Feature Pipeline

FoehnCast keeps the feature pipeline as a clear set of boundaries. Forecast data is ingested, turned into curated features, checked against explicit bounds, stored through a backend abstraction, and then reshaped for Feast serving use without changing the meaning of the feature set.

This page records the current design that has been validated in the local stack and in the review notebook. It focuses on what each stage owns today and what stays outside its scope.

Scope

This page describes the current validated feature-path contract. It is not a roadmap. Future changes should be documented after they are chosen and implemented.

Pipeline Shape

flowchart LR CFG[Spot and storage config] --> ING[Ingest raw forecast rows] ING --> ENG[Engineer curated features] ENG --> VAL[Validate schema and ranges] VAL --> STO[Store curated rows] STO --> OFF[Build Feast offline frame] OFF --> EXP[Export Feast-ready parquet] EXP --> FEAST[Publish Feast-sync asset] FEAST --> REQ[Publish training-request asset]
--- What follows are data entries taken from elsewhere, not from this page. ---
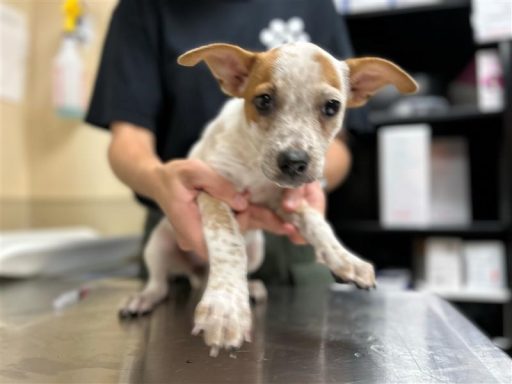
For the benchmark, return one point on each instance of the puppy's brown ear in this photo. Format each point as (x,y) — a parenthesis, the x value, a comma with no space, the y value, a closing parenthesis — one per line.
(229,64)
(369,74)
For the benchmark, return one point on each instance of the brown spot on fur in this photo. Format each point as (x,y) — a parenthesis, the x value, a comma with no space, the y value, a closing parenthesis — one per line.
(260,81)
(329,72)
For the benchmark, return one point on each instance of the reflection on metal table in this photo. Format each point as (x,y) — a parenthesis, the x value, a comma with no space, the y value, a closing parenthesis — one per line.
(300,336)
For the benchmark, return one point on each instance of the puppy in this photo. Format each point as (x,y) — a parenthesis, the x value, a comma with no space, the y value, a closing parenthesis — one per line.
(288,105)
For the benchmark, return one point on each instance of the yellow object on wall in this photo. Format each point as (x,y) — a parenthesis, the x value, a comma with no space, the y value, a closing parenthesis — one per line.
(72,10)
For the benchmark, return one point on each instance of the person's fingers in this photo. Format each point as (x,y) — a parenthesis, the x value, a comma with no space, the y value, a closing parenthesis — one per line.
(292,199)
(199,175)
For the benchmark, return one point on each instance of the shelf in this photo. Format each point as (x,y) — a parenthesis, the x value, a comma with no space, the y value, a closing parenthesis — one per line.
(500,296)
(454,114)
(441,6)
(375,227)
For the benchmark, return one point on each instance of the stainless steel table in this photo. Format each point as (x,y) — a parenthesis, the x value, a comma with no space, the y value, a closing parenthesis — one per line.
(300,336)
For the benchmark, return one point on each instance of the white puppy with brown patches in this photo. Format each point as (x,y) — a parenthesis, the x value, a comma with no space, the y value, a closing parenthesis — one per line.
(288,105)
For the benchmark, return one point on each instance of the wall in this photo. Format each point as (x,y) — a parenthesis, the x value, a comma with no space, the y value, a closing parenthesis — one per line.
(14,162)
(61,175)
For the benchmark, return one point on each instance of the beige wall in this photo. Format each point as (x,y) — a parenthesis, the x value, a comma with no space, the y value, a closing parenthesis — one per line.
(54,171)
(14,163)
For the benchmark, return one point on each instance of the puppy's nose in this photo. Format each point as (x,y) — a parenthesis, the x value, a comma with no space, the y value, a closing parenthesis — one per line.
(293,162)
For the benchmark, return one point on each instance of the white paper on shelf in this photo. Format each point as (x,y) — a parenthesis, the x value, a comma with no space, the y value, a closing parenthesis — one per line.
(490,80)
(491,20)
(485,265)
(13,53)
(443,263)
(404,175)
(450,191)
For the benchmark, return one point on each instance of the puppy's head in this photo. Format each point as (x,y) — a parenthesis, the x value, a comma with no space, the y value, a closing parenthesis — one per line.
(295,99)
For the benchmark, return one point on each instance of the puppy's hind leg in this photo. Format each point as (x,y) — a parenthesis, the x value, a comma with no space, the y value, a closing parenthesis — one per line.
(157,257)
(255,246)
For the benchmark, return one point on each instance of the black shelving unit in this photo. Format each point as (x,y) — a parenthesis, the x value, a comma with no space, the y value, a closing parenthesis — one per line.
(438,40)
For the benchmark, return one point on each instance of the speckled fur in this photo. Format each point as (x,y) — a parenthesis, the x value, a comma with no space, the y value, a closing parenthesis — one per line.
(244,148)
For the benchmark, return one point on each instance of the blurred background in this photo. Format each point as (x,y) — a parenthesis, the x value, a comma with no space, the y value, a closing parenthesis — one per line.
(428,200)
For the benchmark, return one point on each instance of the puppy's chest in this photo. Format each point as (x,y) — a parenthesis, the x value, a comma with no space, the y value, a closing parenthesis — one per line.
(250,178)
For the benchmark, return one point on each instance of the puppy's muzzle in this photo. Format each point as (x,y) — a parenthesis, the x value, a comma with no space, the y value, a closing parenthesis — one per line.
(293,162)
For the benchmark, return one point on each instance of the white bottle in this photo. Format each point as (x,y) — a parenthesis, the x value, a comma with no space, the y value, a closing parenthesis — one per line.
(68,90)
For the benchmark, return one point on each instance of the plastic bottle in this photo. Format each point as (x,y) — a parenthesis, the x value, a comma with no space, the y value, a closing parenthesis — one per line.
(69,80)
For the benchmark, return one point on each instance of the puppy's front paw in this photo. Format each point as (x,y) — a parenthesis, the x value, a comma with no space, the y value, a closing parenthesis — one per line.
(224,318)
(257,291)
(348,267)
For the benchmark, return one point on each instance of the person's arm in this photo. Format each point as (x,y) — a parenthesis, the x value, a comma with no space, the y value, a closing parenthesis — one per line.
(173,185)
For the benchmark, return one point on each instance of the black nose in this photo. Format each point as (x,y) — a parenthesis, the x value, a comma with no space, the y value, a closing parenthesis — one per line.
(293,162)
The key point is that each stage has one clear job:

• ingest proves the upstream weather contract
• engineering creates the curated feature frame
• validation rejects structurally broken outputs
• storage preserves the curated contract without mutating it
• Feast preparation consumes curated rows instead of reimplementing the feature pipeline
• Airflow publishes the downstream asset hand-offs after persistence and Feast preparation succeed

Stage Responsibilities

Stage	Main responsibility	Must not become
Ingest	fetch forecast rows and make source assumptions explicit	hidden enrichment or silent schema rewriting
Engineering	turn raw rows into stable, curated features	a place where storage or training concerns leak in
Validation	stop missing columns, null-heavy outputs, and impossible numeric ranges	a semantic quality model
Storage	persist and restore curated rows faithfully	a second feature-engineering stage
Feast preparation	project curated rows into offline and entity frames	a replacement for the base feature store
Export	materialize a stable artifact for local Feast workflows	another place where feature semantics can drift

Ingest Boundary

The ingest stage uses the live forecast helper rather than a notebook-only mock. That matters because the first contract to defend is upstream shape and timestamp behavior.

The validated ingest assumptions are:

• expected forecast columns are checked explicitly
• missing and unexpected columns are surfaced rather than ignored
• timestamp ordering and duplicate timestamps are inspected
• timezone semantics are made explicit before later storage and Feast hand-offs
• the upstream wind-unit contract is explicit: Open-Meteo is requested with wind_speed_unit=kmh, the returned hourly_units map is validated at ingest, and the persisted pipeline summary records those units for later review

For this project, raw weather features stay in source weather units, which currently means km/h for wind speed and gusts. That is separate from domain-facing rideability thresholds, which remain configured in knots and are converted at scoring time instead of changing the stored feature contract.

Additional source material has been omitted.